Alan about wore out during all the unloading, and i was moving pretty slow by the end of it, but by the time we’d rested a bit, we were ready to charge up into town and relieve Scott & Sharra & Marianne of about a (literal) ton of extra red landscaping rock that they ended up with while rocking the front yard. it didn’t fill the truck–about half, i think–but it is going to go a long way towards helping with Lake Driveway. and next time we know someone who gets talked into buying too much from a landscape rock company (this seems to keep happening, so it must be how landscape rock companies make their living–convincing people that they need more rock than they actually need), this red rock should form a good base beneath the new rock. the driveway mud is probably something we’ll be working on intermittently for years, but every bit helps.

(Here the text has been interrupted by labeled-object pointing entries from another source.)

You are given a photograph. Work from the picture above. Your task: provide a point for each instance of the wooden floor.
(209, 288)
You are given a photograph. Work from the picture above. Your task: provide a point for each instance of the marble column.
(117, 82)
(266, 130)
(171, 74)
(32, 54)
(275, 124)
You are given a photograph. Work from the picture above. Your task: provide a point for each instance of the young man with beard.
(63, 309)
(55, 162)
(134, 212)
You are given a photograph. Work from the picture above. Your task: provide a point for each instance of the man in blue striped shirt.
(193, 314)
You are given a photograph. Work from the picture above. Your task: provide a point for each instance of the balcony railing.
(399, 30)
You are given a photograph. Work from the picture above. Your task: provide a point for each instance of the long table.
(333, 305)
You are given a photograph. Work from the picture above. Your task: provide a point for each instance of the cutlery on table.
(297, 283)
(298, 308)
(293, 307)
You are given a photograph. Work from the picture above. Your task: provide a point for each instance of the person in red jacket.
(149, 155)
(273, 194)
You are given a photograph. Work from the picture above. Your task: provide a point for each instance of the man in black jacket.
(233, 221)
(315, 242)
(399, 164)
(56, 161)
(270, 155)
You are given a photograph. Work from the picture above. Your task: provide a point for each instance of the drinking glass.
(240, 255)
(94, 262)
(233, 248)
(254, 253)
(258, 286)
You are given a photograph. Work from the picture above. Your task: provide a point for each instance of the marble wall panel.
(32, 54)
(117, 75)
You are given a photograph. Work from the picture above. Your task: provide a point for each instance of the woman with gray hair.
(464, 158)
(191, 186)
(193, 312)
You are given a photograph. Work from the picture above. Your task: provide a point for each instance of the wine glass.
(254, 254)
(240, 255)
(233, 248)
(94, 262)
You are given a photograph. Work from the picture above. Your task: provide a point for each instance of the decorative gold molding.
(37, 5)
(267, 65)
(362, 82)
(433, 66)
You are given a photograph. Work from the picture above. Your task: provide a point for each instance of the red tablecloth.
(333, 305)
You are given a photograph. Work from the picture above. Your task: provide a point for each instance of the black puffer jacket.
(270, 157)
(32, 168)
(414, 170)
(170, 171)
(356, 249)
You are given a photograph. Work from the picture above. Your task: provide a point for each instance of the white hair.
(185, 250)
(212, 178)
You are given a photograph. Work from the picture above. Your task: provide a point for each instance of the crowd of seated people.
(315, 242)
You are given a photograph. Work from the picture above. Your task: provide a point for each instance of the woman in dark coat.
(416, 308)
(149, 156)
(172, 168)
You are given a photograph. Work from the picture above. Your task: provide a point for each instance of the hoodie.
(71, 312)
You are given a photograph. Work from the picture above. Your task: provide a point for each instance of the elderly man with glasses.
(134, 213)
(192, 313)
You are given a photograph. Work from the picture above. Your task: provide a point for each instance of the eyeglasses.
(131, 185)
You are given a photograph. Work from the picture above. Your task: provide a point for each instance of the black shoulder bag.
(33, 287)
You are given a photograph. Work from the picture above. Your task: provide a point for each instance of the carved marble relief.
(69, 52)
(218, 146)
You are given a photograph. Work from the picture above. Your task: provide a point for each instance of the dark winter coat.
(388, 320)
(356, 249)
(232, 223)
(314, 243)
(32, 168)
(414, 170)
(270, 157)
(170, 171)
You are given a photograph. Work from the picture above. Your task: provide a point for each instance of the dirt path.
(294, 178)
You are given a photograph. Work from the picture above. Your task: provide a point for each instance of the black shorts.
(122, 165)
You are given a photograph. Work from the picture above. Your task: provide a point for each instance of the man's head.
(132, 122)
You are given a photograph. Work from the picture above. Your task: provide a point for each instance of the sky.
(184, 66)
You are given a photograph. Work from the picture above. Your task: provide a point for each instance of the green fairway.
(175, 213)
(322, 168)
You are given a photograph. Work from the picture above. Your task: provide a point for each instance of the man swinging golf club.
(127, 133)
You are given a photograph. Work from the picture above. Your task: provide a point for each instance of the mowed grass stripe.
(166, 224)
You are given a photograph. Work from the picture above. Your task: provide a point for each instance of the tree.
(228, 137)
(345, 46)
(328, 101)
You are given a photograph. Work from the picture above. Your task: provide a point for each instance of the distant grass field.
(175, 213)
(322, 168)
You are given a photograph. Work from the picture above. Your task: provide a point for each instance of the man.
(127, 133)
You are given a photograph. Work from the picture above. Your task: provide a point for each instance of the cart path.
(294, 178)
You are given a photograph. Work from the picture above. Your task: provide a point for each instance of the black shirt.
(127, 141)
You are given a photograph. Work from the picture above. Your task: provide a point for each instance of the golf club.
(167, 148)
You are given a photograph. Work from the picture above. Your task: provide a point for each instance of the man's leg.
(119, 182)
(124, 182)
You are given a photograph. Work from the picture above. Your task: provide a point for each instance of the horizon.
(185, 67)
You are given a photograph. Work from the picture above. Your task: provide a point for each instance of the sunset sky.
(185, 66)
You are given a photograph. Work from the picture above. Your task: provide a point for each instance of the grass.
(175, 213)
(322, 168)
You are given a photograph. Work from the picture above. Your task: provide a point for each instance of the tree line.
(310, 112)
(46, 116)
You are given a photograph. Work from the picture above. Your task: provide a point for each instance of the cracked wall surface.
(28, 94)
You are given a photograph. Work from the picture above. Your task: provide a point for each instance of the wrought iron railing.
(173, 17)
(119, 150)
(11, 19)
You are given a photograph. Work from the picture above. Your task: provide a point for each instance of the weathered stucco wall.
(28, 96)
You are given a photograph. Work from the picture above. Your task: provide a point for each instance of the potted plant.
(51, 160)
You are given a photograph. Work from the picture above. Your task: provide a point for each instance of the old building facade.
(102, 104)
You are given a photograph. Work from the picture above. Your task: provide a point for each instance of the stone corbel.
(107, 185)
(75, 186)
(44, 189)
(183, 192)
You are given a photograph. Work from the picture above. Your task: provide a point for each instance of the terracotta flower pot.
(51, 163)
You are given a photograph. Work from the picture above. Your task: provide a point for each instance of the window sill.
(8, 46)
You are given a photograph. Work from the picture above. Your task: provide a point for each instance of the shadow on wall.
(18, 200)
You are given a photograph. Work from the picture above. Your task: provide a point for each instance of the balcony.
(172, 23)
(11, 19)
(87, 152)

that rock is still in the truck, though, because we decided to stop at petsmart and get aquarium plants for Alan’s new fish tank (given to us by a friend who needed to find a new home for them), and then stop at Ta Lin for veggies & to stock up the Chinese herbal medicine cabinet, which was running low. the bok choy was a Good Idea (not to mention the sweet black rice cake we ate in the car), and the aquarium looks great with it’s new sunken ruins and four kinds of plants!

and because completion and satisfaction are energizing, after we got a shower at Caer Aisling (sine we STILL don’t have water, thanks to Affordable Solar), we came home to eat and Kit & Alan washed all the dishes and now they’re making cookies. Nom!

Year of the Earth Ox, here we come! i feel intensely energized & empowered by all this accomplishment. i might be crazy sore in the morning, but this is energy i can handle a lot more of!